ITAT recommends Constitution of Larger Bench to consider issue of Deduction on Freebies to Medical Professionals [Read Order]

ITAT - Deduction on freebies - medical professionals - Taxscan

The Mumbai Bench of Income Tax Appellate Tribunal (ITAT) recommended the constitution of a larger bench to consider the issue of Deduction on freebies to medical professionals.

The Deputy Commissioner of Income Tax has raised the issue of whether an item of expenditure on account of freebies to medical professionals, which is hit by rule 6.8.1 of Indian Medical Council (Professional Conduct, Etiquette and Ethics) Regulations, 2002- as amended from time to time, read with section 20A of the Indian Medical Council Act 1956, can be allowed as a deduction under section 37(1) of the Income Tax Act, 1961 read with Explanation thereto, in the hands of the pharmaceutical companies.

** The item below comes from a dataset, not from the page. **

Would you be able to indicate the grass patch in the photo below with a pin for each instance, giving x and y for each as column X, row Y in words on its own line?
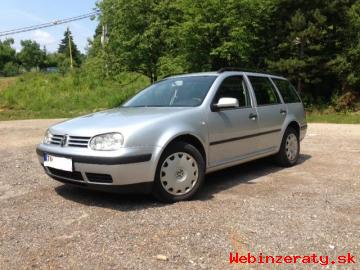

The assessee, Macleods Pharmaceuticals Ltd. is a company engaged in the business of manufacturing pharmaceutical products, such as tablets, capsules, liquids, and injectables, etc. This is a case in which the assessee company was subjected to a search and seizure operation. The assessments were reopened, and the assessment proceedings were initiated. During the course of these assessment proceedings, the Assessing Officer noted that while the assessee has Rs 221.25 crores on sales promotion so far as the assessment year 2012-13 is concerned, and Rs 139.07 crores so far as the assessment year 2011-12 is concerned, the amounts spent to the extent of Rs 137.62 crores for the assessment year 2012- 13 and Rs 111.11 crores for the assessment year 2011-12 pertains to payments of freebies to doctors. These amounts, according to the Assessing Officer, included “payments made for gifts, promotion items, facilities etc given to various medical practitioners within the country as well as abroad”.

The coram of Vice President, Pramod Kumara, and Judicial Member, Saktijit Dey said that “this decision calls for reconsideration by a larger bench. In our humble understanding, conclusions arrived in the said decision do not reflect the correct legal position, and the same is the position with respect to a large number of other coordinate bench decisions following the said decision or following the line of reasoning in the said decision- as discussed above. However, in all fairness, while we may or may not agree with a coordinated bench decision, it cannot be open to us to disregard the same, lest such judicial inconsistency should shake public confidence in the administration of justice and lest one of the fundamental legitimate expectations of the stakeholders, i.e. those exercising judicial functions will follow the reason or ground of the judicial decision in the earlier cases on identical matters, will stand declined.”

“It is, however, equally true”, to borrow the words of Hon’ble Supreme Courts as articulated in the case of Union of India Vs Paras Laminates Pvt Ltd [(1990) 186 ITR 722 (SC)], “that it is vital to the administration of justice that those exercising judicial power must have the necessary freedom to doubt the correctness of an earlier decision if and when subsequent proceedings being to light what is perceived by them as an erroneous decision in the earlier case” and that “in such circumstances, it is but natural and reasonable and indeed efficacious that the case is referred to a larger bench”, the tribunal added.

The ITAT recommended the constitution of a bench of three or more Members to consider the question as to whether or not an item of expenditure on account of freebies to medical professionals, which is hit by rule 6.8.1 of Indian Medical Council (Professional Conduct, Etiquette and Ethics) Regulations, 2002- as amended from time to time, read with section 20A of the Indian Medical Council Act 1956, can be allowed as a deduction under section 37(1) of the Income Tax Act, 1961 read with Explanation thereto, in the hands of the pharmaceutical companies.